54Sollte die Antragstellerin infolge der Überprüfung der Auswahlentscheidung wegen einer Verletzung ihres Bewerbungsverfahrensanspruchs deren Wiederholung erreichen, würde der Antragsgegner zu berücksichtigen haben, den Bewerbern durch die Verfahrensgestaltung eine hinreichende Chancengleichheit zu gewährleisten. Die Berücksichtigung nachträglicher Veränderungen oder Erkenntnisse, die vorliegend in dem verwaltungsrechtlichen Auswahlverfahren gesetzlich nicht ausgeschlossen ist, muss transparent erfolgen und jedem Mitbewerber eine faire Chance belassen, nach Maßgabe der wesentlichen Kriterien und des vorgesehenen Verfahrens berücksichtigt zu werden.
55Vgl. OVG NRW, Urteil vom 28. September 2020 ‑ 4 A 2324/19 -, GewArch 2021, 117 = juris, Rn. 60 f., m. w. N.

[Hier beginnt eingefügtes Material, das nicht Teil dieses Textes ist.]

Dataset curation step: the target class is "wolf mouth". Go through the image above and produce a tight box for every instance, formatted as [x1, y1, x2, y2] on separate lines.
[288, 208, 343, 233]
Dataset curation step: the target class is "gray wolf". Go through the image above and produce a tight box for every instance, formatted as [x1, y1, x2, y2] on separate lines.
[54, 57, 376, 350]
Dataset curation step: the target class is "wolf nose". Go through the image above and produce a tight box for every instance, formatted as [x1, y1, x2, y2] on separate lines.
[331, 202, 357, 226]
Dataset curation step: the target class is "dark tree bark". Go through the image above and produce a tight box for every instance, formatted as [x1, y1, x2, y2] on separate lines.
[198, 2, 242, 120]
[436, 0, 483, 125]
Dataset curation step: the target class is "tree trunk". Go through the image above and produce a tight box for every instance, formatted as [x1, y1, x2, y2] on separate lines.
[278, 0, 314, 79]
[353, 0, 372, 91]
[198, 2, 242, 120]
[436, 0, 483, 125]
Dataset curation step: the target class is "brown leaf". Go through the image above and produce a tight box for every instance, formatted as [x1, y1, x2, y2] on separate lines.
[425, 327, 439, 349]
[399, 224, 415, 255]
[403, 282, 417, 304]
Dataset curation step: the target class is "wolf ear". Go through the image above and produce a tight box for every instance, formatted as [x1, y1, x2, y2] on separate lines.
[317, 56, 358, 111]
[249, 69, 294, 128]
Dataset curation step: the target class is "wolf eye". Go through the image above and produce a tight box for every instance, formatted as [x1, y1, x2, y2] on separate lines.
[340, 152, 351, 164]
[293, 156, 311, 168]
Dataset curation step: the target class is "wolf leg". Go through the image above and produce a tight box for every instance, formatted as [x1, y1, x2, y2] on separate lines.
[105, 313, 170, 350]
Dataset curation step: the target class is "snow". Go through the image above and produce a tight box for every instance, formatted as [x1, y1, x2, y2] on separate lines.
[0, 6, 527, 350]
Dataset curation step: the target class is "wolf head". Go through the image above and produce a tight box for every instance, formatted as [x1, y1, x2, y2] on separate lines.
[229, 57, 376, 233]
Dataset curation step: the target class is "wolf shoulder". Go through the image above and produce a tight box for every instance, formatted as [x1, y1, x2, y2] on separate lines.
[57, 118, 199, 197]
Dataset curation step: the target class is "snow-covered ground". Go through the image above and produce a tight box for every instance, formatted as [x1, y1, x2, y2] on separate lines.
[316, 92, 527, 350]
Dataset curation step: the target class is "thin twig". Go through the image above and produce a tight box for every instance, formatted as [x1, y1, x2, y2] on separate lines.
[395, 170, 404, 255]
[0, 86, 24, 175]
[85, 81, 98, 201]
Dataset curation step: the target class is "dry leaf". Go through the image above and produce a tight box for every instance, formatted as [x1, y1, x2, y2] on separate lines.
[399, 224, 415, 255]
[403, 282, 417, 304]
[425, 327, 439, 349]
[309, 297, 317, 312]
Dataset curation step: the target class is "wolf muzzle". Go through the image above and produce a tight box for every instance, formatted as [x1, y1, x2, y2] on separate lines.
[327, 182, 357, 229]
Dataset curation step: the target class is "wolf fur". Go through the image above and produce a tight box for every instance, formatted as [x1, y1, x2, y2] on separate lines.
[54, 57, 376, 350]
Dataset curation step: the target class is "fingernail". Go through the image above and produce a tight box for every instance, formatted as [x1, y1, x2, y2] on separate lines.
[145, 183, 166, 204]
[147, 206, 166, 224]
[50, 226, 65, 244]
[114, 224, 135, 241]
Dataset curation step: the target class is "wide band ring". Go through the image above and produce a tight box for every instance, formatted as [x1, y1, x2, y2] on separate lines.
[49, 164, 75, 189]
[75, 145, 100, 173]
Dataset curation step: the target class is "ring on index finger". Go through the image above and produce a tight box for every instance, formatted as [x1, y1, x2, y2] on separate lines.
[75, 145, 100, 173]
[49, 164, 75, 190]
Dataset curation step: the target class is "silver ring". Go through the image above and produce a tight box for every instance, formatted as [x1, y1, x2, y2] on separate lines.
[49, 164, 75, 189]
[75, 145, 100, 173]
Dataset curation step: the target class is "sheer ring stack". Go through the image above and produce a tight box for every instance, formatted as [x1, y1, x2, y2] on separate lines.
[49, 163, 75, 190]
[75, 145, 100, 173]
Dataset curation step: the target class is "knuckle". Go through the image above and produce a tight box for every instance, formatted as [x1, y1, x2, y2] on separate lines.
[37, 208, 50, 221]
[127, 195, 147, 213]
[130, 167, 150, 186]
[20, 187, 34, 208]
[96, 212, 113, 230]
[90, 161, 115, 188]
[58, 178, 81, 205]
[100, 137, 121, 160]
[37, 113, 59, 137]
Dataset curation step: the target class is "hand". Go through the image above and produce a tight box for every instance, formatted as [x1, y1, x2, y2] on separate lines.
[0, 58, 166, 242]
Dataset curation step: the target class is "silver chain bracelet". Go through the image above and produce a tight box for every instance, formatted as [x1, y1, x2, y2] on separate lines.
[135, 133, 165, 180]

56Insoweit würde sich nichts anderes ergeben, wenn der vorliegende Antrag auf vorbeugenden vorläufigen Rechtsschutz zulässig und in der Sache erfolgreich wäre. Denn der Erlass der beantragten einstweiligen Anordnung würde (lediglich) zu einer Aussetzung des Auswahlverfahrens bis zu einer Entscheidung in der Hauptsache führen. Inwiefern die Antragstellerin damit besser gestellt wäre, also das von ihr abgegebene Angebot – wie sie meint – bei einer späteren Entscheidung in der Hauptsache nicht überholt wäre, erschließt sich nicht.
57Die Kostenentscheidung folgt aus den §§ 154 Abs. 2, 162 Abs. 3 VwGO. Die außergerichtlichen Kosten der Beigeladenen waren nicht aus Billigkeitsgründen für erstattungsfähig zu erklären, weil sie keinen Sachantrag gestellt und sich mithin selbst keinem Kostenrisiko ausgesetzt haben (vgl. § 154 Abs. 3 VwGO).
58Die Streitwertfestsetzung beruht auf den §§ 47 Abs. 1 Satz 1, 52 Abs. 1, 53 Abs. 2 Nr. 1 und 2 GKG.
59Dieser Beschluss ist unanfechtbar (§ 152 Abs. 1 VwGO, §§ 68 Abs. 1 Satz 5, 66 Abs. 3 Satz 3 GKG).